Une fois décortiqué les données restées sur le boîtier de l’autopilot, Alan Moore a été capable de récupérer nombre de vidéos et de positions de capteur. Certaines parties sont endommagées, mais le nombre de données est impressionnant et permet de reconstituer une grande partie de l’accident, même si certaines alertes ou autres logs concernant les décisions de l’autopilot reste corrompues. Cerise sur le gâteau, le technicien a donc retrouvé les traces d’un fichier compressé, dont les logs indiquent quand il a été envoyé sur les serveurs de Tesla et à quel endroit précis, avant d’être supprimé par la routine intégrée à l’autopilot.

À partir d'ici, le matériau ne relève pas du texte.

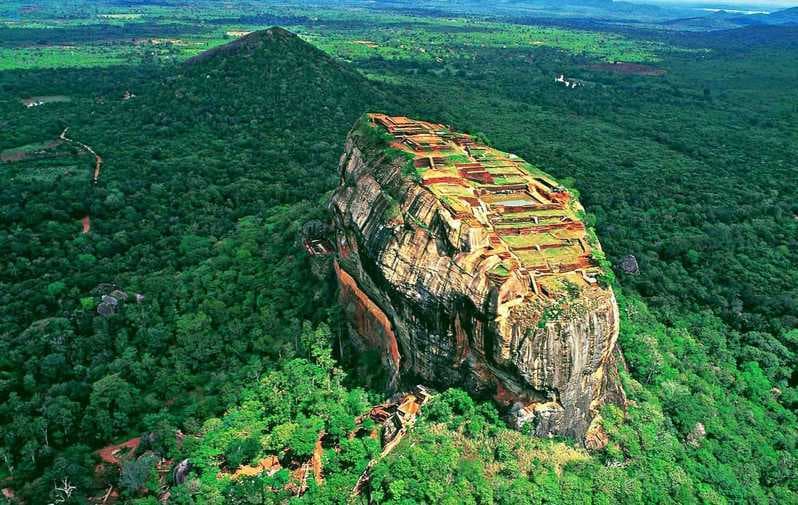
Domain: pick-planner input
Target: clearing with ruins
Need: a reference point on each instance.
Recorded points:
(468, 266)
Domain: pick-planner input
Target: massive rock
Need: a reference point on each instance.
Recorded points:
(466, 266)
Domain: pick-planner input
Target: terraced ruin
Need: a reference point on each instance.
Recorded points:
(464, 265)
(530, 222)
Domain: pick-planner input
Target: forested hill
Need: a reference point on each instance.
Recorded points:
(209, 174)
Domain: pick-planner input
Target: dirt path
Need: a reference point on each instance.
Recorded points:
(98, 163)
(98, 160)
(110, 454)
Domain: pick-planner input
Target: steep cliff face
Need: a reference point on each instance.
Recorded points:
(468, 267)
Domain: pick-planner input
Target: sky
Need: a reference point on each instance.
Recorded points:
(746, 4)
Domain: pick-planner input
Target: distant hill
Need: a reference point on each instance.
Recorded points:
(723, 20)
(275, 76)
(783, 17)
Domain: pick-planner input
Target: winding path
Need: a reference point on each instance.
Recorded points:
(98, 163)
(98, 160)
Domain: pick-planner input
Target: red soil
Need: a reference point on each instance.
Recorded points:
(110, 453)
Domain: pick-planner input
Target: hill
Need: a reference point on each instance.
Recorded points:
(210, 172)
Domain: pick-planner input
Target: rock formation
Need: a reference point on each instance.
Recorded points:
(466, 266)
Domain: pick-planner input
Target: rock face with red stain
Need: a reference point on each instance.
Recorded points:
(487, 283)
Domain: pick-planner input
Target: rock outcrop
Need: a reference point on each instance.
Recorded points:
(466, 266)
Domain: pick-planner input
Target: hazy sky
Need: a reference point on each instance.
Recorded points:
(747, 4)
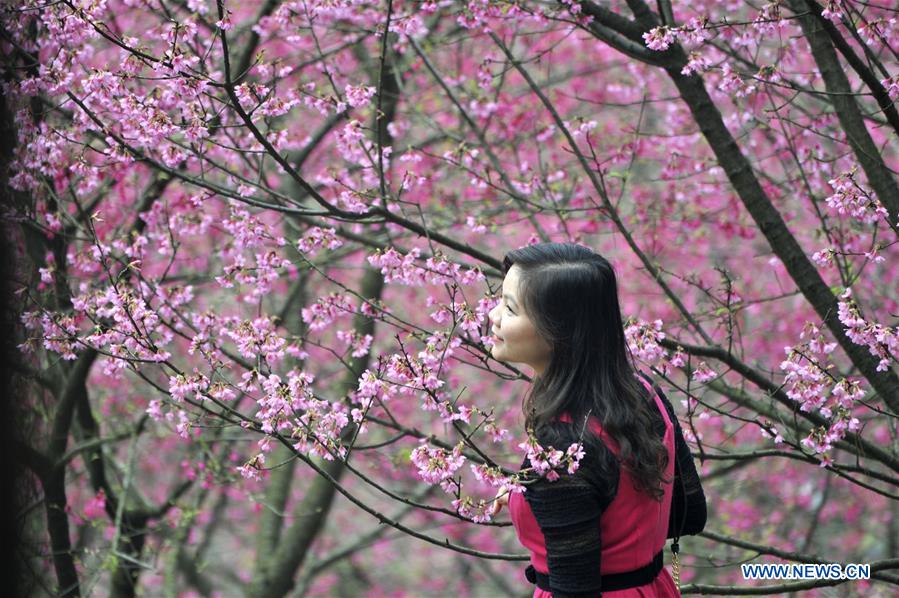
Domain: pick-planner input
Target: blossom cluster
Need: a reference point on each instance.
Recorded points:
(882, 341)
(546, 461)
(808, 381)
(436, 270)
(850, 198)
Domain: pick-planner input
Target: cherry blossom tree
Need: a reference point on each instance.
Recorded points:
(258, 242)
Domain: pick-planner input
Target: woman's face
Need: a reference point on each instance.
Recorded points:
(515, 337)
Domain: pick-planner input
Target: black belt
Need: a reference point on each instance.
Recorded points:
(611, 582)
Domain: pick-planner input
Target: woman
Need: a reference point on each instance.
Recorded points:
(603, 528)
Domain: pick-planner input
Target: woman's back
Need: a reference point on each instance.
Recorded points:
(630, 531)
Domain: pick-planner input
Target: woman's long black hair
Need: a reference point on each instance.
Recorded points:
(571, 295)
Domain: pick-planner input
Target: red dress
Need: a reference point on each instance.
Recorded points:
(633, 527)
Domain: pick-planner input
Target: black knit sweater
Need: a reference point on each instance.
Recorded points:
(568, 511)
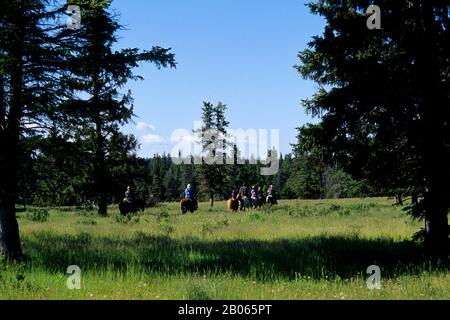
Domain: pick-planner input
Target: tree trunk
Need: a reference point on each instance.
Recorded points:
(100, 174)
(9, 143)
(9, 234)
(434, 150)
(211, 199)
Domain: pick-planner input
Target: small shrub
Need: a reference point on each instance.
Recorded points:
(197, 292)
(87, 222)
(127, 219)
(166, 229)
(39, 215)
(163, 215)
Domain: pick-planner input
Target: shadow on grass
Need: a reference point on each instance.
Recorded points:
(314, 257)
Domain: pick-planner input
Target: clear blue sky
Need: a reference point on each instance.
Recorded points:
(240, 52)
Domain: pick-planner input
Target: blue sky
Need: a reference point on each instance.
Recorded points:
(240, 52)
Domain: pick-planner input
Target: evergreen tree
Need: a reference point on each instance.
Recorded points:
(384, 99)
(99, 71)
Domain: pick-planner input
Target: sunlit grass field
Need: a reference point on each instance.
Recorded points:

Afin d’éviter des sanctions supplémentaires, Tesla a fini par plier devant les preuves et fournir le fichier reçu sur ses serveurs. La marque a admis les avoir reçues dès le crash.
Au final, les éléments récupérés sur ces fichiers sont accablants pour la marque et son système de conduite semi-autonome : l’autopilot était actif, contrôlait le véhicule, n’a envoyé aucune alerte au conducteur alors que l’accident était imminent, la voiture se trouvait dans une zone où les actions de l’autopilot étaient normalement limitées, mais celui-ci est resté actif et à grande vitesse.
Alan Moore a complété la signification de la zone dans laquelle se trouvait la voiture, indiquant que selon la carte utilisée par l’autopilot, il aurait dû afficher une alerte demandant la reprise de contrôle ou se désengager. Ni l’un ni l’autre n’a été fait par l’autopilot. Le NTSB (le bureau d’enquête accident US) a pourtant plusieurs fois alerté Tesla sur ces manquements à l’implémentation de limites géographiques, mais la marque ne les a jamais intégrées.
Bien entendu, Tesla a indiqué vouloir faire appel de la décision, un nouveau procès se tiendra donc un peu plus tard. Reste à voir les suites qu’auront ces mensonges et omissions de la marque sur un accident mortel, qu’elles soient judiciaires ou médiatiques, et comment réagiront les propriétaires de ces voitures.